Said one way, the robot should strive not change things unless it understands the impact of that change. Said another way, we’d like the robot to have a sense of humility about its own ideas of what is best for the world at large. Sounds like a pretty good idea (and maybe not just for robots).
Provably Beneficial AI
These arguments all seem kind of squishy and non-technical, but the nice thing about them is that they can be formalized in actual concrete mathematical terms. Even better, once formalized, we can use this mathematics to prove that a certain behavior will be beneficial to its owner. That is, given some amount of information about human preferences, our robot can have strong guarantees that its behavior does not run contrary to the owner’s values.
Does this guarantee that all robots will always behave in a way that benefits all people? No. If a nefarious human gives a robot the idea that, say, compliance with the law has negative value, the robot will still act accordingly. Even if a well-meaning human correctly programs their values, there’s no guarantee the robot won’t behave in a way that runs contrary to the values of some other person. The guarantees here are that the robot will not violate preferences that the owner has that the robot has only limited information about, which is a much more difficult, common, and dangerous problem.
Since Russell started promoting this line of thought, a number of critics have pointed out that Russell is a person from a certain country, of a certain race and gender, with a certain religious inclination, and so on. Why should we trust him (or anyone) to put a system of values in place for our robot? It’s a sound argument, but it’s occasionally taken too far when these critics say that because no one can really be trusted, we should avoid Russell’s ideas, presumably to maintain some level of “neutrality” or that “it will do more harm than good to give a robot values”.
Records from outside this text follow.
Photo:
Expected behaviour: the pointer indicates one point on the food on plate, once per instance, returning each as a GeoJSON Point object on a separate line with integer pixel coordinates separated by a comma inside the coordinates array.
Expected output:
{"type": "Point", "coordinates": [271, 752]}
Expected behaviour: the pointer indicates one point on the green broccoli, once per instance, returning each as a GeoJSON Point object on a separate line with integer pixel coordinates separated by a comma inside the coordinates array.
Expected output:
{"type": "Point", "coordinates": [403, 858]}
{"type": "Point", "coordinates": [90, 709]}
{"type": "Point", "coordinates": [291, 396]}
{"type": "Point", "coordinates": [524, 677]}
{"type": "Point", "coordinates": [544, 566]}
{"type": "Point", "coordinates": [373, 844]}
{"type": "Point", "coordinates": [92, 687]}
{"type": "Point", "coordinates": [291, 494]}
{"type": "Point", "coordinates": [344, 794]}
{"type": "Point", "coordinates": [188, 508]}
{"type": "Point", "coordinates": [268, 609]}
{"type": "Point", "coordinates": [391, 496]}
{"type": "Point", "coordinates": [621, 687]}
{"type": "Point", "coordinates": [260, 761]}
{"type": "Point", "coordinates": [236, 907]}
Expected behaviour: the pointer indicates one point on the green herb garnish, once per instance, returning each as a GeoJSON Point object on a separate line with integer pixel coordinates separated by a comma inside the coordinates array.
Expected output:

It’s important to realize that any software with a goal (which is really to say, all software) is neutral in absolutely no meaningful way. Anything that takes action in the world has an implicit set of values that are absurdly far from anything approaching what we would recognize as “good”. The coffee fetching robot already has values that, as we’ve seen, are completely broken in a very well-defined sense.
The question isn’t whether we should all buy into the value system of the programmer as being the right ones, the question is whether the programmer’s values are better than the ones you’d get otherwise. Most people would probably agree that any human could do better than “by all means, use lethal force to acquire coffee.” The former isn’t perfect, but if you had to choose, you’d probably take it over the latter.
Reasons for Optimism
I was on a panel recently with Jorie Koster-Hale discussing the changes to society that pervasive AI will bring. We were talking about employment, but she had a hopeful perspective that I think applies here as well. She pointed out that there aren’t many strong reasons to believe this change will be much worse than past societal changes, and there are reasons to believe that it will be better.
While powerful AI does have the potential to be a destructive force, people like Dr. Russell are out ahead of it. Neither panic, nor denial, nor sanguine acceptance will produce anything useful. But by being precise about the problems that AI might have and what their solutions might look like, we have a real shot at creating something that will transform our lives for the better.